Прошло лето. В июне Джеймс договорился и выкупил для школы все путевки на турбазе, расположенной в лесу на высоком берегу реки у городской черты. Поехали одни старшие классы, так как предполагалось, что говорить мы будем только на английском — нечто вроде языковой практики. Условия, конечно, были ужасные: жили мы в бараках, человек по 30 в комнате, никаких удобств, туалетом таким можно было бы напугать даже каторжан в сибирской ссылке, а от столовской баланды у всех разболелись животы. Да еще погода нам подкузьмила: зарядили бесконечные дожди, а мы после десятидневного «ареста» в бараках должны были, в соответствии с программой отдыха, провести недельку в горах. Нас довезли на электричке до этих самых гор и повели по раскисшей и разъезжающейся под ногами глинистой тропе в тайгу. Места, вообще-то, были живописные: невысокие, поросшие хвойными и лиственными деревьями горы, бурливые речки, стремительно несущие вниз хрустальные потоки и рокочущие громче пролетающих самолетов. Конечно, было и несколько романтических моментов и впечатлений, но, когда палатки насквозь промокли, одежда пропиталась грязью, а из продуктов осталась почему-то лишь кукурузная крупа, из которой Джеймс самолично варил «мамалыгу» (никто другой не умел), то бытие полностью подавило все возвышенное в нашем сознании и одержало убедительную победу, как и было предсказано классиками марксизма-ленинизма. Вернулись мы больными, злыми и расстроенными, правда, за июль и август наши душевные и физические раны благополучно затянулись, и 1 сентября мы с радостью и энтузиазмом собрались в любимой школе, готовые к новым приключениям и трудовым будням.
Наша школа располагалась в старом районе города, застроенном, в основном, деревянными одно-двухэтажными домами, улицы были тихими, машины проезжали по ним крайне редко. Деревья, видимо, посаженные одновременно со строительством домов, сильно разрослись, разветвились, так что даже в ливень можно было остаться сухим, если спрятаться под густую крону. Осенью, в листопад я любила неспешно идти вдоль посветлевшей улицы, загребая ногами кучки опавшей листвы, толстым слоем покрывавшей асфальт, представляя себя каравеллой, медленно раздвигающей золотистые волны, на пути в неведомые страны, находящиеся где-то на самом краю земли. И шорох листьев казался почти загадочным, будто кто-то неведомый и незримый нашептывал мне на ухо о том, что ждет меня в будущем, ласково повторяя мое имя: «Наташ-ш-ша, Наташ-ш-ша...»

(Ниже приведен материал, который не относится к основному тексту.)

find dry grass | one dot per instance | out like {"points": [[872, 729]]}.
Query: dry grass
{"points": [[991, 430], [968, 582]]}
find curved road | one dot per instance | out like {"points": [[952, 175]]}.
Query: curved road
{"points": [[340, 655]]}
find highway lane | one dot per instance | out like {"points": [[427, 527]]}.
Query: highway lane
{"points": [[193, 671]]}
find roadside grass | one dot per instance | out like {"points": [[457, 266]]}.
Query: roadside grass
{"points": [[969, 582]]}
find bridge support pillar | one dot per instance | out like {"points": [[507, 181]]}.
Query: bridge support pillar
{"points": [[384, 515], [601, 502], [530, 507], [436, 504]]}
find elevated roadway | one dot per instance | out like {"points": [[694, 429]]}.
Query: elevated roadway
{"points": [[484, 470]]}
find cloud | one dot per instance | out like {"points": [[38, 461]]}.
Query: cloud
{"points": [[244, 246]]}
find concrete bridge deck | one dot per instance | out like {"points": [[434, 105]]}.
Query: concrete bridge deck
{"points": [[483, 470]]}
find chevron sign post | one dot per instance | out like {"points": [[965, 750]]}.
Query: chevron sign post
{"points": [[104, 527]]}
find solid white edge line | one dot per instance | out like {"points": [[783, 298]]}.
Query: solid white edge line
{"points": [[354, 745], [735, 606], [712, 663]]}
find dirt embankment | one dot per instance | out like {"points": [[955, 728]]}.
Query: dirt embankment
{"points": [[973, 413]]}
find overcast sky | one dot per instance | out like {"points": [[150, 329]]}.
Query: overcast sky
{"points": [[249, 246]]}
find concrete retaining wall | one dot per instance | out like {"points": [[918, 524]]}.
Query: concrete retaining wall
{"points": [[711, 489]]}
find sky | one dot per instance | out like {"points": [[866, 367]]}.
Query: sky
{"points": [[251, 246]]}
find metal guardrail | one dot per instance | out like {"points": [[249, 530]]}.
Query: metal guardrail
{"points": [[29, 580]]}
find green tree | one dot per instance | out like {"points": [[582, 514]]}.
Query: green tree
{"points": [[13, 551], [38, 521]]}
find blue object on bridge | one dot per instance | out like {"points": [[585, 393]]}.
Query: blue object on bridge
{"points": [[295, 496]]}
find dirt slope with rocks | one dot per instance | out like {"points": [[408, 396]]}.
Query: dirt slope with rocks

А пока была школа с ее уроками и домашними заданиями, я писала стихи, не только для души, но и для дела: даже не стихи, а целые поэтические сценарии для конкурсов и смотров художественной самодеятельности, чтобы все номера были связаны какой-то логической нитью и преподнесены публике не сухо, а интересно и необычно. В общем, скучать мне было некогда, как, впрочем, и отвлекаться на всякую ерунду.
Как-то в конце октября Джеймс нам объявил, что в школу на педпрактику придут старшекурсники из университета. Видимо, будучи не очень высокого мнения о наших учениках (детки-то, и впрямь, были непростые), он попросил нас не издеваться над студентами, а всячески помогать им во всем, чтобы они могли получить и необходимый опыт, и хорошие отметки. А к нам в группу попросился Владимир Андреевич, и Джеймс, будучи наслышан о его талантах, с огромным удовольствием, пригласил его. Я с некоторым трудом вспомнила, кто это, но сердце опять не екнуло. И вот появилась целая орава во главе с удивительно неприятной дамой-методистом, которая всегда была чем-то недовольна и разговаривала исключительно сквозь зубы ( даже по-английски, хотя артикуляция в этом языке очень активная: губы то растягиваются в узкую щель, то широко раскрываются, чтобы получились настоящие английские звуки, абсолютно не похожие на наши родные).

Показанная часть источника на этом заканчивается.